Cross-Study Harmonization

dim_question.equivalence_group_id is a computed cluster ID — the connected-component ID of the question_equivalence graph declared in the OLTP. Questions in the same group measure the same construct across different instruments or studies.

-- PHQ-9 item 1 prevalence pooled across instruments with different link_ids
SELECT
    dq.source_instrument,
    AVG(fr.response_numeric) AS mean_score
FROM fact_response fr
JOIN dim_question dq USING (question_id)
WHERE dq.equivalence_group_id = (
    SELECT equivalence_group_id FROM dim_question WHERE link_id = 'phq-1'
)
GROUP BY dq.source_instrument;

For concept-based queries, question_concept_id and option_concept_id are pre-joined onto fact_response — no extra join required:

-- All responses to any LOINC 44250-9 question (PHQ-9 item 1, any instrument)
SELECT respondent_id, response_numeric
FROM fact_response
WHERE question_concept_id = (
    SELECT concept_id FROM dim_concept
    WHERE vocabulary_id = 'LOINC' AND concept_code = '44250-9'
);

OMOP Extraction

Studies participating in federated networks (PCORnet, TriNetX, i2b2) can export OMOP CDM tables via quickq refresh once person_map is populated in the OLTP.

omop_unmapped_questions is the first data quality check before any federated query: it lists every question excluded from OMOP output due to a missing concept_id, with its response count.
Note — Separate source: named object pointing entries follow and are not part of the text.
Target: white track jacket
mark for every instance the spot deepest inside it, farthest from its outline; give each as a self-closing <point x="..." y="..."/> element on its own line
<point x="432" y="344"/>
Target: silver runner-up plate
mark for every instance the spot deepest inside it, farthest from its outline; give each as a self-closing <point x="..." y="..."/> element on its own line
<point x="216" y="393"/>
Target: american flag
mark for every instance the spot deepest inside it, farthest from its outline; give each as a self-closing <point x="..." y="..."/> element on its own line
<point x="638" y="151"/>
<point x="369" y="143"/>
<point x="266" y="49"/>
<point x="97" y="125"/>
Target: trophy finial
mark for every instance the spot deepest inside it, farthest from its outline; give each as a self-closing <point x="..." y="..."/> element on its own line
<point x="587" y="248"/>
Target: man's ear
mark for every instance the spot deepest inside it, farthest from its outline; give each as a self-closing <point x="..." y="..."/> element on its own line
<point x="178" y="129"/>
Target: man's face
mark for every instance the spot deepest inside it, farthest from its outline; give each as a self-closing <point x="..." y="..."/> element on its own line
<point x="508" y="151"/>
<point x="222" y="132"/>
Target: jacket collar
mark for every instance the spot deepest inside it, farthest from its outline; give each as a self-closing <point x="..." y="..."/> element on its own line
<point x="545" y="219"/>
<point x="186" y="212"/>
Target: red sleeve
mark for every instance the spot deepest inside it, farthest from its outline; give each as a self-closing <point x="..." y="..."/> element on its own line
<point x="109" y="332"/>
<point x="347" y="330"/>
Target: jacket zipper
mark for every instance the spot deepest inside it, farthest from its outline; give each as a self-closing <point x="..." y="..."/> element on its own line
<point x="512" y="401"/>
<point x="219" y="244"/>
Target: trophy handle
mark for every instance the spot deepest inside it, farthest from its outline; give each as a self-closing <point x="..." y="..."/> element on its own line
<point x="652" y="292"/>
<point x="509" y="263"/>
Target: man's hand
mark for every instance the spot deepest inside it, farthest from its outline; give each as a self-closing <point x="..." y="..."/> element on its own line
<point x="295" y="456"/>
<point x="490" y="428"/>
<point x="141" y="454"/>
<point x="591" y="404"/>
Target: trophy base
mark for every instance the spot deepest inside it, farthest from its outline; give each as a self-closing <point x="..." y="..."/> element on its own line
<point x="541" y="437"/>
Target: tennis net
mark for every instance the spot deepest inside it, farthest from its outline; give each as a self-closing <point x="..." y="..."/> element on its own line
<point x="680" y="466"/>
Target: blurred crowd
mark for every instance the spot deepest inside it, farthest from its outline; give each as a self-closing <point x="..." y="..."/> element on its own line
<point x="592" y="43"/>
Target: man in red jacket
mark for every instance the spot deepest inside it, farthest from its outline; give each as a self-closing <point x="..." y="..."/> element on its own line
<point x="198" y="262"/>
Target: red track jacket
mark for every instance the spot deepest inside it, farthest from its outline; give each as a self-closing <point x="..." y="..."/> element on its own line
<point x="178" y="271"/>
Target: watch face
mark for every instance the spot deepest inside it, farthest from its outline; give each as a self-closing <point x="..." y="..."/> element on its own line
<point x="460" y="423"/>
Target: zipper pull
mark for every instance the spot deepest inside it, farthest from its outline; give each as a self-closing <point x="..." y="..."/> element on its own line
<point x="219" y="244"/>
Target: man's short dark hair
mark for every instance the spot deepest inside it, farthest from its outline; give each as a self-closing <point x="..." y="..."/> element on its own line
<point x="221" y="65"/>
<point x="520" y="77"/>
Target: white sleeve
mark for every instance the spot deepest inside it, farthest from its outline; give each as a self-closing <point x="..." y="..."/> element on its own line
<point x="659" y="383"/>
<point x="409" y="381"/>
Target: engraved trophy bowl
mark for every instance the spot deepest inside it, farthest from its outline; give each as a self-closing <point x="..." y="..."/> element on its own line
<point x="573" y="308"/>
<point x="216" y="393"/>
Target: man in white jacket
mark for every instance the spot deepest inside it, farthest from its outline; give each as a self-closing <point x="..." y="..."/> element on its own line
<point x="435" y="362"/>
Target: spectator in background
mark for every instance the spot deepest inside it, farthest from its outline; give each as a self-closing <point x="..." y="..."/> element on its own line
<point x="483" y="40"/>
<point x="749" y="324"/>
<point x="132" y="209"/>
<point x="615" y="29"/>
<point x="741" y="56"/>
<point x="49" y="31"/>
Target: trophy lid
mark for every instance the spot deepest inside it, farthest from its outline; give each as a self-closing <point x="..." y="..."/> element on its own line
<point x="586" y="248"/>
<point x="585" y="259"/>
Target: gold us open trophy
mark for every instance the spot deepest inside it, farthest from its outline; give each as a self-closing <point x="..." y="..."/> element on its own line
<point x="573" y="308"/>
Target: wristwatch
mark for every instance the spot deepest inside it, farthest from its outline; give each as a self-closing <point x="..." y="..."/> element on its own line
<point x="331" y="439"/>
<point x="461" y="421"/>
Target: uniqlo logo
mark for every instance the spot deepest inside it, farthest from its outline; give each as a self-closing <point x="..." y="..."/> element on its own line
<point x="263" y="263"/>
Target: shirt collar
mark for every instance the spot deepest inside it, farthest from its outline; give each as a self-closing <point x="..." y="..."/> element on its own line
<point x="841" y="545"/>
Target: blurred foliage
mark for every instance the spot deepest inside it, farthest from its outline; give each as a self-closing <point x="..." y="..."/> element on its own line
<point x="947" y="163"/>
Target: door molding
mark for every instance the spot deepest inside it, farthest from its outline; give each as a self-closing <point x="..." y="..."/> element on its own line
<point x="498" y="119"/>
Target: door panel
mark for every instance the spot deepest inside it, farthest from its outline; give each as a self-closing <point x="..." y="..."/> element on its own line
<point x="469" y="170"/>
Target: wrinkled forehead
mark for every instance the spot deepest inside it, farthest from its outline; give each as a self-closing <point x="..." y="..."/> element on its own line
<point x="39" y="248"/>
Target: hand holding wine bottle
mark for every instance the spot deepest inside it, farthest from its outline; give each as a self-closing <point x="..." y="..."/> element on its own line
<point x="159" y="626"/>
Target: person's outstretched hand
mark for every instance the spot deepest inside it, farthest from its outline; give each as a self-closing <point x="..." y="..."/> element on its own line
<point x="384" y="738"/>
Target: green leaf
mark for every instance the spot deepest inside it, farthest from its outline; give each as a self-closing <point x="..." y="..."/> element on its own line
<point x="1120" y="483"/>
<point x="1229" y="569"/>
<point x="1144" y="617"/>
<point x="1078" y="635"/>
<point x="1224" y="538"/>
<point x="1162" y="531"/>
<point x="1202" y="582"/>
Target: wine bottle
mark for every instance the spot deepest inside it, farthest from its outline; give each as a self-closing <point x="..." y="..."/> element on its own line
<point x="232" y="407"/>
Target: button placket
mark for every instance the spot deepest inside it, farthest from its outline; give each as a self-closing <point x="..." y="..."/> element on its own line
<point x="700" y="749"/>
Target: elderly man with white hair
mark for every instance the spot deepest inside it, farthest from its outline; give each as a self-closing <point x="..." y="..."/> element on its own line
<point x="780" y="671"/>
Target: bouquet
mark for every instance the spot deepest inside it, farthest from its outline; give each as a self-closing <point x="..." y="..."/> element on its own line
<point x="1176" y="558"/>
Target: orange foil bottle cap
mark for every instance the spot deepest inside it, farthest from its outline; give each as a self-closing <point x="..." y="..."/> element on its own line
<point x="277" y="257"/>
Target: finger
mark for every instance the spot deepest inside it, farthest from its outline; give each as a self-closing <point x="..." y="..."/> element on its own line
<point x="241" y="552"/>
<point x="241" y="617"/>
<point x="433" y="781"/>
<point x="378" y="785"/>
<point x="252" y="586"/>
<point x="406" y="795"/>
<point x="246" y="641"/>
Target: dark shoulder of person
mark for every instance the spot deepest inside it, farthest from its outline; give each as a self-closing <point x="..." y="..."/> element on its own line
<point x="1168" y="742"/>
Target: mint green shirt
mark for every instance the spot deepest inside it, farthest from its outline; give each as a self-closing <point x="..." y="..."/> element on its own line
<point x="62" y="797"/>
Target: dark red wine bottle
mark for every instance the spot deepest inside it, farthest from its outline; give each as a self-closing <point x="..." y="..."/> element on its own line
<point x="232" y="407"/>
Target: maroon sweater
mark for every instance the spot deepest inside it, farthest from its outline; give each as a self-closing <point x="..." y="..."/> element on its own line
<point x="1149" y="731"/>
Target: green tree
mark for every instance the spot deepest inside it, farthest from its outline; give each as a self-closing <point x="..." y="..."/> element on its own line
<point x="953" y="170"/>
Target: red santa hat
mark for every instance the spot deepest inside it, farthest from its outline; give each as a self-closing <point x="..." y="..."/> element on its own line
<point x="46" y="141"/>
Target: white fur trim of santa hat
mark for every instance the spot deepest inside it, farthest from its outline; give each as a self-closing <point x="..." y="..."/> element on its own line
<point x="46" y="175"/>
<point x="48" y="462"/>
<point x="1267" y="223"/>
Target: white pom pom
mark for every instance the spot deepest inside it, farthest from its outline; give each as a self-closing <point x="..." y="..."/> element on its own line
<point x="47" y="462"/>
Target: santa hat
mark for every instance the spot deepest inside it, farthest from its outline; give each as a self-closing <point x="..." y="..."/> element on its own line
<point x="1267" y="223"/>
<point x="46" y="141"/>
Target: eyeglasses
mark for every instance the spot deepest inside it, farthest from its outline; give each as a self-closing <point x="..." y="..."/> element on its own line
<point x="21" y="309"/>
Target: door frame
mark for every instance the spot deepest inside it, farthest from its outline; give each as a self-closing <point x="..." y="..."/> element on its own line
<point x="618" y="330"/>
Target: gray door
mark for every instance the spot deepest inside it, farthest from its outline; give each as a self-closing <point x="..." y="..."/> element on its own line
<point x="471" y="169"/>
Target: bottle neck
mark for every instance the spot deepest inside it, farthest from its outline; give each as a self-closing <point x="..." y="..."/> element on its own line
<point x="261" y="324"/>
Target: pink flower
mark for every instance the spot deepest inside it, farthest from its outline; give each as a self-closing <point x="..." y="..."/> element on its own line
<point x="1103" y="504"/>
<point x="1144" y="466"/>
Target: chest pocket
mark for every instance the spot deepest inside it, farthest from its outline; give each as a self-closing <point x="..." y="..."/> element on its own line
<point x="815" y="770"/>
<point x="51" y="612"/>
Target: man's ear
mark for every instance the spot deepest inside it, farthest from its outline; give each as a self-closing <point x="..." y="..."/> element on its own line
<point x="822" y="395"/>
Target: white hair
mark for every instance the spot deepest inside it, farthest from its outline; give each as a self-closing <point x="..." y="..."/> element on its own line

High response counts on unmapped questions indicate data that will be silently excluded from network queries.

SELECT link_id, question_text, response_count
FROM omop_unmapped_questions
ORDER BY response_count DESC;

Reports

quickq report analytics.duckdb study.db <questionnaire_id>

Generates a Markdown summary from the OLAP: enrollment counts, completion rates, question distributions, and scored scale summaries. The report reads exclusively from aggregate tables and requires a prior quickq refresh. Pass --output report.md to write to a file instead of stdout.